Le Pape a aussi évoqué l’usage abusif de la détention préventive et de la torture, qui ne se pratiquent pas seulement dans les camps de concentration rappelle-t-il, mais aussi dans « des institutions pour mineurs ou des hôpitaux psychiatriques ». Dans une allusion aux pratiques de la CIA dans la lutte contre le terrorisme, il a dénoncé « la responsabilité des Etats qui tolèrent la torture ou autorisent le transport dans leur espace aérien de détenus envoyés vers des centres qui pratiquent la torture ».

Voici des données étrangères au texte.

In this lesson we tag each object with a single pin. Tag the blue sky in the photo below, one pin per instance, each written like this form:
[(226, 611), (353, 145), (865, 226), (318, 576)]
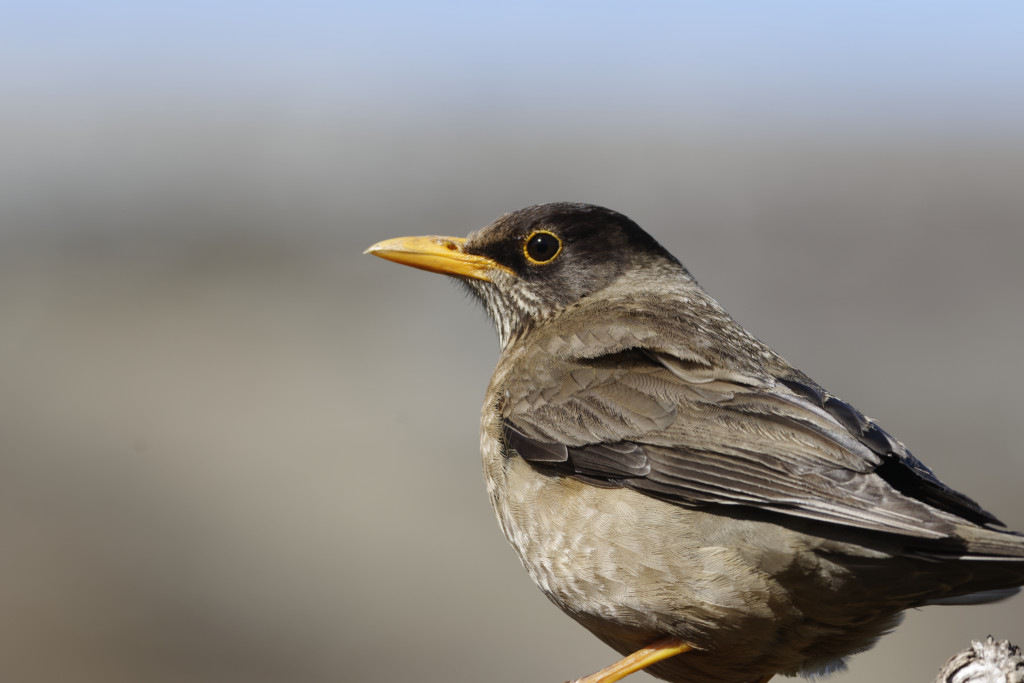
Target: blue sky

Ceci me fait revenir à l’article que j’ai écrit sur Les Nations Unies et les Drogues. Celui qui a besoin des drogues pour vivre et n’a pas les moyens de se les payer, volera ou commettra quelque délit pour obtenir cette drogue. Nous engorgeons ainsi nos prisons de possesseurs et d’utilisateurs de drogues, qui au départ ne sont pas des criminels, et en faisons des désaxés et des délinquants. Ce système pénitentiaire engorgé ne peut qu’avoir un caractère criminogène. La prison isolera pour un temps un délinquant du reste de la société et donnera à cette dernière l’illusion de la sécurité mais permettra la formation d’un bon nombre de délinquants qui deviendront, à leur sortie, de vrais dangers pour la sécurité des honnêtes citoyens.
Le populisme pénal ne prévoit que la répression et ne soucie pas de l’après. Il oublie que la prison doit avoir un double objectif : apporter la sécurité des gens et la réhabilitation ou l’encadrement du délinquant.
Sans aucun doute, la sécurité est chérissable. Mais il faut agir et légiférer avec raison et non seulement sur l’émotion. De plus, en ce qui concerne la politique sur les drogues, il faut se demander si l’emprisonnement est le moyen.
Louise Lamarre Proulx.
Présidente sortante de l’ACNU-Grand Montréal.